A Channel 4 documentary aired recently highlighted the potential dangers of property purchases made with corrupt funds. An undercover anti-graft campaigner posed as a corrupt Russian official looking to buy a multimillion-pound property in London. Estate agents featured in the programme agreed to continue with the potential purchase despite being informed of the illicit origin of the cash to be used in his investment.
The National Association of Estate Agents and the Rics said after the programme they would investigate the revelations. Luay al-Khatib, Rics’ director of regulation for UK and Ireland, called it “a sad indictment of standards” in some parts of the industry. “It will no doubt be a blow to public confidence in the wider property profession,” Mr al-Khatib said.
Mark Hayward, managing director of the NAEA, said he was “horrified” at the behaviour of the estate agents featured in the programme.
If any members were found to have breached anti-money laundering rules, a disciplinary process could lead to a fine of up to €5m.
New York City has introduced disclosure requirements for shell companies engaged in property transactions to aid law enforcement officials in their quest to trace illicit money entering the city’s property market. This followed aarticles in The New York Times, which revealed how property was acquired through shell companies by international buyers who had been investigated by government authorities.

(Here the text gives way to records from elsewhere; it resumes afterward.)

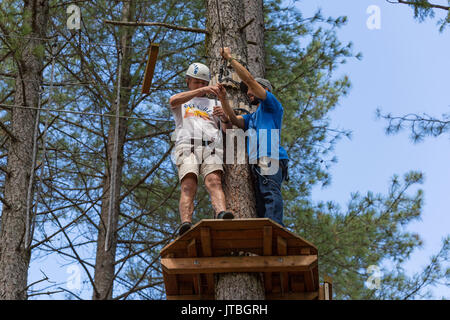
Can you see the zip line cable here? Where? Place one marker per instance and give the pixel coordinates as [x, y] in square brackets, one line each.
[114, 156]
[44, 146]
[33, 167]
[10, 106]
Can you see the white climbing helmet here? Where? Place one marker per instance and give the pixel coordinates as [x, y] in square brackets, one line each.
[198, 71]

The new rules require all members of a limited liability company to be identified, rather than just one but stop short of requiring identification of the beneficial owner.
Mr Fisher warned that transparency registers were not a panacea, especially in cases where a property was owned through a discretionary trust.
“Here, the beneficiary is not named on the face of the trust deed. The trustee is told to exercise his discretion as to who is to be the beneficiary of trust income and trust capital. The transparency arrangements will not work if money launderers can still use, or more accurately abuse, the vehicle of a discretionary trust,” he said.